Huang Ya-Ting, Chang Yu-Ming, Chen I-Ling, Yang Chuan-Lan, Leu Show-Chin, Su Hung-Li, Kao Jsun-Liang, Tsai Shih-Ching, Jhen Rong-Na, Tang Woung-Ru, Shiao Chih-Chung
Graduate Institute of Clinical medical sciences, Chang Gung University, Taoyuan City, Taiwan (R.O.C.).
Department of Nursing, Saint Mary's hospital Luodong, Yilan, Taiwan (R.O.C.).
PLoS One. 2017 Mar 1;12(3):e0172212. doi: 10.1371/journal.pone.0172212. eCollection 2017.
Vascular access (VA) is the lifeline of hemodialysis patients. Although the autonomic nervous system might be associated with VA failure (VAF), it has never been addressed in previous studies. This study aimed to evaluate the predictive values of the heart rate variability (HRV) indices for long-term VA outcomes.
This retrospective study was conducted using a prospectively established cohort enrolling 175 adult chronic hemodialysis patients (100 women, mean age 65.1 ± 12.9 years) from June 2010 to August 2010. Each participant received a series of HRV measurements at enrollment. After a 60-month follow-up period, we retrospectively reviewed all events and therapeutic procedures of the VAs which existed at the enrollment and during the follow-up period.
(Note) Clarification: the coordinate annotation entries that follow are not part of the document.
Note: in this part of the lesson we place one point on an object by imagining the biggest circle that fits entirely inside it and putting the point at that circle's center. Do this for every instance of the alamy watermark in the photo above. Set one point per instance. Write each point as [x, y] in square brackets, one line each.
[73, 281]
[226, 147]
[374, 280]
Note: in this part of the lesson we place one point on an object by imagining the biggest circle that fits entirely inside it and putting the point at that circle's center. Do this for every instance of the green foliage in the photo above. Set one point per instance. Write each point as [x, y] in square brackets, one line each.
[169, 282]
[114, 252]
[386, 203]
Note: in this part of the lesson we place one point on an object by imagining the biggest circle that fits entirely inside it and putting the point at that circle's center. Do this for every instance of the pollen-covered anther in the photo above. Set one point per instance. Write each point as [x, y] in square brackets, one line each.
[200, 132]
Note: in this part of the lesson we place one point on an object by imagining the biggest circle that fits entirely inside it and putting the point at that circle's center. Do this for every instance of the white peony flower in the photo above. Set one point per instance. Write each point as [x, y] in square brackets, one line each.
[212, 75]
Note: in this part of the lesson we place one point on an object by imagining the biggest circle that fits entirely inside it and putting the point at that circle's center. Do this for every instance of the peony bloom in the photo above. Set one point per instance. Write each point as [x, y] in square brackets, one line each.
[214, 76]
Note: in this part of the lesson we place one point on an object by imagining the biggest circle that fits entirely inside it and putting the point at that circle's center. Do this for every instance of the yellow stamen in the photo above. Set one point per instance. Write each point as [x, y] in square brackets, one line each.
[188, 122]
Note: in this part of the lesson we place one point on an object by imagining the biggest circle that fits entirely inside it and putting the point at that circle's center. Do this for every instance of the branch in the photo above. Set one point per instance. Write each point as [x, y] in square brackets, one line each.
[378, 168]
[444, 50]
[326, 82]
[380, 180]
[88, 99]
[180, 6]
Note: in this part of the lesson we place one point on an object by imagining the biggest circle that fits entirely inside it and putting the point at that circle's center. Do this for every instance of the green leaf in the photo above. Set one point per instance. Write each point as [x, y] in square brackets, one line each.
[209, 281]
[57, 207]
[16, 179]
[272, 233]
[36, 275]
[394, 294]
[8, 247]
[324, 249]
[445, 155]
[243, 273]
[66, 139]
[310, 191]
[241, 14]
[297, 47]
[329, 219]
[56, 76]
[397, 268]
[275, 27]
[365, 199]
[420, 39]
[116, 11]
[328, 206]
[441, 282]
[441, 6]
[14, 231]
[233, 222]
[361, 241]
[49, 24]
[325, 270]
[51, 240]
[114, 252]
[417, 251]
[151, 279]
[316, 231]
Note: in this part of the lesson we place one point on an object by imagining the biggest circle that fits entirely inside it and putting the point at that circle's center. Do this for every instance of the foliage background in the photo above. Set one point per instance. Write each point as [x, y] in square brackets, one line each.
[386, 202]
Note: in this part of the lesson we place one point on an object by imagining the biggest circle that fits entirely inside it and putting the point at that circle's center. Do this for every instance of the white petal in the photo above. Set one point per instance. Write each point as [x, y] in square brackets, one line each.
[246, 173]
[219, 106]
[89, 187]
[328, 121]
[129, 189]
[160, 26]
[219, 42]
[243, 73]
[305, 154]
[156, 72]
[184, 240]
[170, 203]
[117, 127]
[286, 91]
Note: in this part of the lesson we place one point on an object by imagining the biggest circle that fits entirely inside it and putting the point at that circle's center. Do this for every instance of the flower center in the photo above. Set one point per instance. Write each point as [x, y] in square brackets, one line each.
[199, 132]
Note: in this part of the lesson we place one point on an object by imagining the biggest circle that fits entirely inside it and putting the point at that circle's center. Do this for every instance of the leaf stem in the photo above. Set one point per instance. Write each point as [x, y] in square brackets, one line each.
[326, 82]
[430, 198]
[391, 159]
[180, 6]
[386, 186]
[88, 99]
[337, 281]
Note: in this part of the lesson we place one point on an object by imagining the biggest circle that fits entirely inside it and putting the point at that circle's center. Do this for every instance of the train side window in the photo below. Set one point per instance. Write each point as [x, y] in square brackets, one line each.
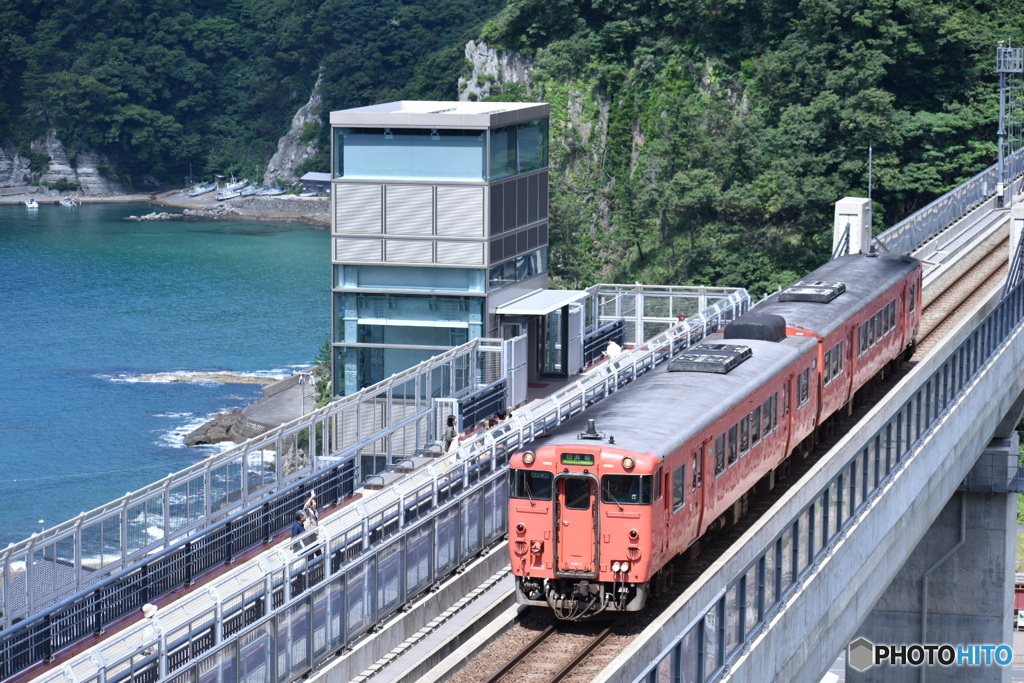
[678, 489]
[756, 426]
[803, 387]
[697, 467]
[732, 444]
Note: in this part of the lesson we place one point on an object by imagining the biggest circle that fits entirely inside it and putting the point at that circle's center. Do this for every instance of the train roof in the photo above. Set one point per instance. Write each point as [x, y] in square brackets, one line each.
[865, 279]
[663, 410]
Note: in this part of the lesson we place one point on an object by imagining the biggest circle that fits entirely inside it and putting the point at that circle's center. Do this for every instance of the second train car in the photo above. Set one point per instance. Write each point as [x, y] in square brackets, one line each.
[600, 506]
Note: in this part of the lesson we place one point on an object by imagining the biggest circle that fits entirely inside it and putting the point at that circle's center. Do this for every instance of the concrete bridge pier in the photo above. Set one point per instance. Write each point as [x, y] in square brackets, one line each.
[956, 588]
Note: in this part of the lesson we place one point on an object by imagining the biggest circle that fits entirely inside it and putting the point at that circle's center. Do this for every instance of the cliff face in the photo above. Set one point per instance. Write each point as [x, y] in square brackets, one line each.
[291, 150]
[489, 68]
[14, 169]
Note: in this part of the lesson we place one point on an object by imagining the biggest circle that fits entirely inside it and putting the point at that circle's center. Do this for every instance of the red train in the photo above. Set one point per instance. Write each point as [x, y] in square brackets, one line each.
[599, 507]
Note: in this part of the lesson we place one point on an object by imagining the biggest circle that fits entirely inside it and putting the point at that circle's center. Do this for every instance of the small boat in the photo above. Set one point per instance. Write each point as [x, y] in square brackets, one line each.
[236, 184]
[202, 189]
[227, 195]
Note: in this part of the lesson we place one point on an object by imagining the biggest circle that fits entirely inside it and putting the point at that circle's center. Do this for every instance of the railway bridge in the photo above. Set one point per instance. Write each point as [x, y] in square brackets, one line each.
[902, 534]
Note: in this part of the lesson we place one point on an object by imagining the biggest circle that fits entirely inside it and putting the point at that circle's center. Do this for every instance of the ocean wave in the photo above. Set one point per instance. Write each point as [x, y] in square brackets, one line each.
[174, 437]
[202, 377]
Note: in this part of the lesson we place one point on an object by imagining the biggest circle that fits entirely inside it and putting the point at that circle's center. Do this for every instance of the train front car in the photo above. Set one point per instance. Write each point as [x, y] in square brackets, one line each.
[581, 527]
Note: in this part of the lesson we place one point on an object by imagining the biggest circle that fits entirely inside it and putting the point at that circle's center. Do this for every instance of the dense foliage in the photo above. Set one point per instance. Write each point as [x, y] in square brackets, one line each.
[161, 86]
[708, 141]
[692, 141]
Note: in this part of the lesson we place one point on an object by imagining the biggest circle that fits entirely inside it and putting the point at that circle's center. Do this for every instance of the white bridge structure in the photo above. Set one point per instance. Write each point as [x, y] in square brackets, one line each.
[901, 535]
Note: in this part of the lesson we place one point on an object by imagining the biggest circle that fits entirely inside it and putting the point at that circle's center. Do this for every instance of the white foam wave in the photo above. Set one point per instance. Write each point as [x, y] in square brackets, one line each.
[201, 377]
[174, 437]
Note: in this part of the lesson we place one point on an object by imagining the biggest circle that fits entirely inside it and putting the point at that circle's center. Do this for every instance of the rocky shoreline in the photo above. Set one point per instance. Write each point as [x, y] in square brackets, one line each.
[309, 210]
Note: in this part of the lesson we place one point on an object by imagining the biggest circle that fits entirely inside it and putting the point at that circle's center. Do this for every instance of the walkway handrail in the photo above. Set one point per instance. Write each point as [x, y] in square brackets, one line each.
[919, 227]
[780, 568]
[383, 521]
During the 60-month follow-up period, 37 (26.8%) had VAF but 138 (73.2%) didn't. The values of most HRV indices were statistically increased during hemodialysis since initiation in the non-VAF group, but not in the VAF group. Among all participants, the independent indicators for VAF included higher normalized high-frequency (nHF) activity [hazard ratio (HR) 1.04, p = 0.005], lower low-frequency/high-frequency (LF/HF) ratio (HR 0.80, p = 0.015), experience of urokinase therapy (HR 11.18, p = 0.002), percutaneous transluminal angioplasty (HR 2.88, p = 0.003) and surgical thrombectomy (HR 2.36, p = 0.035), as well as higher baseline serum creatinine (HR 1.07, p = 0.027) and potassium level (HR 1.58, p = 0.037). In subgroup analysis, a lower sympathetic activity indicated by lower LF/HF ratio was an independent indicator for VAF (HR 0.61, p = 0.03) for tunneled cuffed catheter, but conversely played a protective role against VAF (HR 1.27, p = 0.002) for arteriovenous fistula.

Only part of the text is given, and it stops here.